Grand-mère Battina était femme d’une autre époque, d’un autre temps.
Une sainte femme disait-on, alors.
Elle menait une vie monacale dans le sens où ses déplacements étaient limités. Elle allait de la cuisine à la chambre, du grenier à la cave, puis selon les saisons jusqu’au jardin tout proche, juste à vingt mètres de la maison. Toujours de noir vêtue, sa tenue vestimentaire rappelait la vie de nonne. Ses plus grands déplacements, presque une aventure, elle les effectuait vers la porcherie située à quelques centaines de mètres. L’été, elle redoutait ce chemin car elle y croisait souvent une couleuvre du côté d’un point d’eau comme si elles s’étaient donné rendez-vous à chaque passage. Rien que d’y penser, elle détestait ces promesses de peur bleue. Avec mon frère, à tour de rôle, nous lui épargnions ces moments d’angoisse en transportant au pas de course les seaux remplis de son* et de restes de repas. Ce n’était jamais sans ronchonner car d’autres envies nous trottaient dans la tête.
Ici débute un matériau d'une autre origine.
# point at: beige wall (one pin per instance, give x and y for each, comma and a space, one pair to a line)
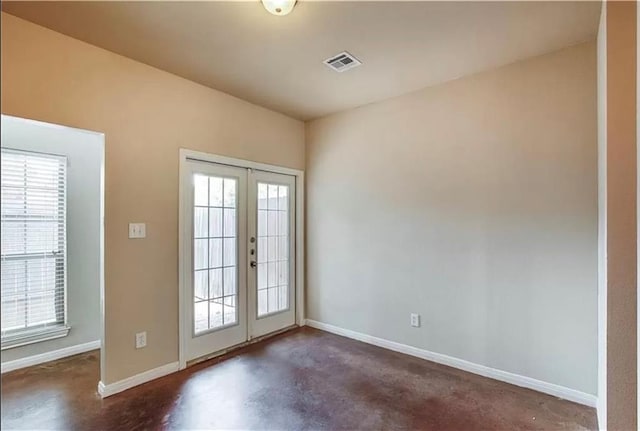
621, 216
473, 203
146, 115
602, 217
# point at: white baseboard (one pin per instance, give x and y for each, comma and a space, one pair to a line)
138, 379
49, 356
504, 376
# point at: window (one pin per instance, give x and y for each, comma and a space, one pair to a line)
33, 257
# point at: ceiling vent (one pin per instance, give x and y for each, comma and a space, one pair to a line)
343, 61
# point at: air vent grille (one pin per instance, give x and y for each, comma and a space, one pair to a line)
343, 61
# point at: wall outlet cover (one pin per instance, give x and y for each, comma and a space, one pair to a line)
415, 320
141, 340
137, 230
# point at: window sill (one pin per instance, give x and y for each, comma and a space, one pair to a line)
36, 336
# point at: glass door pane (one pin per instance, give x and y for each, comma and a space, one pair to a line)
214, 260
273, 248
214, 252
271, 278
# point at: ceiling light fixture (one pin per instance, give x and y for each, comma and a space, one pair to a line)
279, 7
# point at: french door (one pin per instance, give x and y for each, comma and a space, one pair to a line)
239, 263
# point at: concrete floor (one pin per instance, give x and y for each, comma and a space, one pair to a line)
303, 379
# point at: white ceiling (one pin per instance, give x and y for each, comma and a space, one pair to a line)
276, 62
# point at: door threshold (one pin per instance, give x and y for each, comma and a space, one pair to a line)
239, 346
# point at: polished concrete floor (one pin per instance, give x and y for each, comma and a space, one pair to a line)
303, 379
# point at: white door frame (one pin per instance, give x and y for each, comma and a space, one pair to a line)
183, 269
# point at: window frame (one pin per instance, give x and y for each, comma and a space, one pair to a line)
60, 328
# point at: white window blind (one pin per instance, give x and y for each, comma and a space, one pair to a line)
33, 218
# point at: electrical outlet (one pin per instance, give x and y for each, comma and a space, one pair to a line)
141, 340
137, 230
415, 320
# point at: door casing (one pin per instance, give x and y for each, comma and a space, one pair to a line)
184, 299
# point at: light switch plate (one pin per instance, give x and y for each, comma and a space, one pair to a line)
415, 320
141, 340
137, 230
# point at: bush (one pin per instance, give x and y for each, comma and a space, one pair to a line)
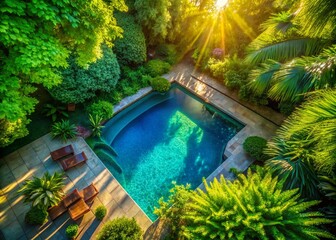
102, 109
160, 84
255, 146
71, 231
246, 94
121, 228
167, 52
36, 216
81, 84
63, 130
156, 67
100, 212
131, 49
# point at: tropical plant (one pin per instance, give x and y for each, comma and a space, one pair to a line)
36, 216
36, 39
120, 228
155, 68
328, 186
173, 210
254, 207
55, 111
95, 122
131, 49
301, 58
80, 84
12, 130
71, 231
101, 108
100, 212
160, 84
255, 147
63, 130
44, 192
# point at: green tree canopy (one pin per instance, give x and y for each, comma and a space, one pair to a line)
36, 38
252, 207
81, 84
131, 48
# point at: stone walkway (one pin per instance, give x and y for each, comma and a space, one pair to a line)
34, 160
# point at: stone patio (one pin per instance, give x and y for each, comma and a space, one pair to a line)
34, 160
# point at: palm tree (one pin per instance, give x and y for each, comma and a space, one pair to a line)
44, 192
295, 53
305, 145
254, 207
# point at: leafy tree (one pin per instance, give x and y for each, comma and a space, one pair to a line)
305, 144
131, 48
253, 207
154, 17
81, 84
44, 192
63, 130
36, 38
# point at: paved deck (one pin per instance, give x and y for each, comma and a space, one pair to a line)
34, 160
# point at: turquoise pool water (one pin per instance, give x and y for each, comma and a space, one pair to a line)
165, 138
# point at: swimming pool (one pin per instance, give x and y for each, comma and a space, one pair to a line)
163, 138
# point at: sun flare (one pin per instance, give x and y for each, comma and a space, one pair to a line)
221, 3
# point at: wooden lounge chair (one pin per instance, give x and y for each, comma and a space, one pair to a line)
89, 193
78, 209
73, 161
62, 152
Elle consacrait tout son temps à la famille. Cuisine pour tous, torréfaction du café, récoltes de châtaignes, olives, raisin, prunes et figues qu’elle mettait à sécher pour l’hiver, puis couture, lessive dans le bassin du jardin, conserves diverses… bref une vie bien remplie sans autre loisir que rêver, l’hiver venu, devant un feu de cheminée. Grand-père travaillait en forêt. Parti le lundi, il ne rentrait que le vendredi soir lorsque le camion de ramassage venu de Propriano allait récupérer son monde sylvestre.
La vie de grand-mère aurait mobilisé tout un bataillon de féministes de nos jours tant elle était stricte, millimétrée, totalement vouée, plus encore sacrifiée à sa famille.
C’était un autre temps, son identité en aurait pâti.
Imaginez une Battina libérée… je ne puis imaginer un instant qu’elle eut été satisfaite d’une autre condition.
Le bonheur d’être libre enfin, revenait chaque année le jour de la Saint Laurent, patron du village. Elle engraissait intermittemment une tirelire chaussette, celle qu’on ne vide que le grand jour venu. Son besoin secret, son plaisir annuel, était de se remplir les yeux de lumières, de retrouver des amis qui vivaient à quelques centaines de mètres seulement de chez elle et quelle rencontrait rarement.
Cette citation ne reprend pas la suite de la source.